I haven't seen the Meraki software, but what I have seen of the Ubiquiti software is excellent. The UniFi controller does in fact run in the cloud. Granted they could do more on the cloud front in terms of having something pre-built that you can activate with a click.
I'm not sure I'd want my wireless controller in the cloud though, I like the fact that the UniFi controller runs on anything from an 12 core x64 down to a single core ARM board depending on the size of your installation.
There's a significant difference between being able to run software "in the cloud" like how Ubiquiti instructs end-users to install Linux and then UniFi on EC2 and having the entire platform "in the cloud" and ready to use by the end-users with the operational cost rolled into the purchase price/support contract.
Requiring end-users to launch EC2 instances is missing the point of easy to deploy & maintain.
Ubiquiti is working on providing the controller "in the cloud" under the latter model. You can register and use their hosted system for mFi right now. Other stuff is coming.
They have some pretty amazing stuff. I recently attended one of their webinarsa and received a free AP + License. I used to push Ruckus because I was really familiar with them. Meraki is hands down a much better product.

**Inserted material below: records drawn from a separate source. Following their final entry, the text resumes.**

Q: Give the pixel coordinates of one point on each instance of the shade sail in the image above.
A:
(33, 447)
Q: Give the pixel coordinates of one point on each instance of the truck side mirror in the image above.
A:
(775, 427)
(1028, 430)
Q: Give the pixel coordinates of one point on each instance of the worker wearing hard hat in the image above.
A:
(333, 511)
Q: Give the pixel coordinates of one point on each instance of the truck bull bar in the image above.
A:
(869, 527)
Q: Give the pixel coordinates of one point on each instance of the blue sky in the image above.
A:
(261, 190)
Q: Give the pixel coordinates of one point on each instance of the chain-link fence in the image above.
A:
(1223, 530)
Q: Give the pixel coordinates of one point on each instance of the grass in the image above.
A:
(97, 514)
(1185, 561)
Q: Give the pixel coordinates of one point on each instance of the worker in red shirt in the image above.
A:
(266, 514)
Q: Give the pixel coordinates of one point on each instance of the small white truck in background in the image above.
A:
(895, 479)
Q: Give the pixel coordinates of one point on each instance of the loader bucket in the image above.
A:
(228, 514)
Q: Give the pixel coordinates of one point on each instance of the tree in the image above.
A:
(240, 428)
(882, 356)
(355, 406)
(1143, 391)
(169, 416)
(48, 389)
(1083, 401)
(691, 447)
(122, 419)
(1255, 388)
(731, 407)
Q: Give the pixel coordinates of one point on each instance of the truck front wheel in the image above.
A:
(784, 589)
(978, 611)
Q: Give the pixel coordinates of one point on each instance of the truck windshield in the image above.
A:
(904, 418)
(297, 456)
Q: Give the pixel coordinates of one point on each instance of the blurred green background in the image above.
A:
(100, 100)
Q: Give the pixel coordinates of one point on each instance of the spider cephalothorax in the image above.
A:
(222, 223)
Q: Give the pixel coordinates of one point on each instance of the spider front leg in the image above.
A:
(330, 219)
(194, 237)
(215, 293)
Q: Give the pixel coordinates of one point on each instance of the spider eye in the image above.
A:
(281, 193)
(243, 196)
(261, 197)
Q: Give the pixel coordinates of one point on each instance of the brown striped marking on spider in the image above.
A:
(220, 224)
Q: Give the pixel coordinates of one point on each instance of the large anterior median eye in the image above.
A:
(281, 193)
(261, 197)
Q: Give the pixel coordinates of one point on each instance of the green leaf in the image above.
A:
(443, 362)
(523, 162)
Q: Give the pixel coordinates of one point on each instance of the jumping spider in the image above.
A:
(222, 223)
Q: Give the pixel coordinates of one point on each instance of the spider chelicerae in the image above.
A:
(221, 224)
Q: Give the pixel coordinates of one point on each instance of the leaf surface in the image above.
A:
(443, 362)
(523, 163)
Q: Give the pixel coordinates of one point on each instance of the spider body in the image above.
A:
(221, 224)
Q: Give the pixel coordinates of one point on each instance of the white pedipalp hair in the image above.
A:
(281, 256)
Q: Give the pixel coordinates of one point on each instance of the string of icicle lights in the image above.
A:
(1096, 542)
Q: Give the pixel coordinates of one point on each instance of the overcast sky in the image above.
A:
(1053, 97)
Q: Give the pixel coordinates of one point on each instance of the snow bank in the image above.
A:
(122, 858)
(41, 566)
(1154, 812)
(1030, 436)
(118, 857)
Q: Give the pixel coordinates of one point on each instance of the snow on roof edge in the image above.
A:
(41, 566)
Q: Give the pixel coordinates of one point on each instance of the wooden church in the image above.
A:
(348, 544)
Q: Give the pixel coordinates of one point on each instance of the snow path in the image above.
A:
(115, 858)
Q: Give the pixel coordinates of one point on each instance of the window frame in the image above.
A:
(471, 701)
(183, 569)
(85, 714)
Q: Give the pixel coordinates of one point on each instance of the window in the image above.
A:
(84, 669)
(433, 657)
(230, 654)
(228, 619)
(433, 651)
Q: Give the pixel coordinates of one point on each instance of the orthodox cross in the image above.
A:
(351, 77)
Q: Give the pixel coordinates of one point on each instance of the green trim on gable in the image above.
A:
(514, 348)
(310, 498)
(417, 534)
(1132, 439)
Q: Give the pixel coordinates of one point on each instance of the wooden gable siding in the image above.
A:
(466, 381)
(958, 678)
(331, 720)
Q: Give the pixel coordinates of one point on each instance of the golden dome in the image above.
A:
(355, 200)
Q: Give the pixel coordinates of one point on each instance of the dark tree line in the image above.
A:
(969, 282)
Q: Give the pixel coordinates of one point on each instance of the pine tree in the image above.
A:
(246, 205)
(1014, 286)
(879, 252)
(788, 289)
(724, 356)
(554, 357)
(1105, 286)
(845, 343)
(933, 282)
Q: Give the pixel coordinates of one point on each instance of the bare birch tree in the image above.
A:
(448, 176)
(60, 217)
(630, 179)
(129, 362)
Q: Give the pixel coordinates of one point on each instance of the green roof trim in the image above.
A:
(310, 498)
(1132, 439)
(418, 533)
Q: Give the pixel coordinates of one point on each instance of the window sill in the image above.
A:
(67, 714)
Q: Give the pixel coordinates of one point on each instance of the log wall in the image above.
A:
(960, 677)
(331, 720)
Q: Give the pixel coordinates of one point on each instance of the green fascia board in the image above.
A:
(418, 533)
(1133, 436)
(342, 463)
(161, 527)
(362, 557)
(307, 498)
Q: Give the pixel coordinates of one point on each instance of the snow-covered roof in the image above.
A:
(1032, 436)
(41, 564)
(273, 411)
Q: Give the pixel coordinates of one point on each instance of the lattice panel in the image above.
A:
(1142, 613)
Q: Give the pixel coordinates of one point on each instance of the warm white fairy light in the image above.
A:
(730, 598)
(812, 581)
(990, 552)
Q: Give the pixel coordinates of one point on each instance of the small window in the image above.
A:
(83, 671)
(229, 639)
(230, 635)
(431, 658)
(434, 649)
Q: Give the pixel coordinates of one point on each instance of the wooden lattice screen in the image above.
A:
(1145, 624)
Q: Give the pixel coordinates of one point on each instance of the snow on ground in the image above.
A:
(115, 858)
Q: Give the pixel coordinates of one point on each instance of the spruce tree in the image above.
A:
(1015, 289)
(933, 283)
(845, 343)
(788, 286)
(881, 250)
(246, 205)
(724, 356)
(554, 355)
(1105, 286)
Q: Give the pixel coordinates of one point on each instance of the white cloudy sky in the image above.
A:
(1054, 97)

Congrats to Meraki team. Another exit for Sequoia. Looks like they had an excellent year where companies like Palo Alto Networks, Kayak, LinkedIn that went public (and doing well). And companies like Instagram, Meraki got acquired for north of billion dollars.
I understand how Ruckus could be doing IPO. Since they actually solve the problem with too many WiFi connections going to single point. Problems we have seen in Hotels, and Apple Expo. etc
How is Meraki different? Since Ruckus is a software + hardware solution.
I might be wrong but the word meraki is one of those greek words that cant be translated in english and means passion to work and develop something. Try it on google translate as μεράκι !
we replaced Casper suite for Meraki's free MDM solution, has been amazing for us. Just recently started to test some of their AP's, and have been really impressed.
When we visited their office in Mountain View, it was full of "Meraki Minis" (their first batch of hardware). I asked how much money they had raised so far, and their response was, "none". They were so scrappy that they had managed to build the first batch (which was partially pre-sold) for practically nothing. And they somehow got the office space for free.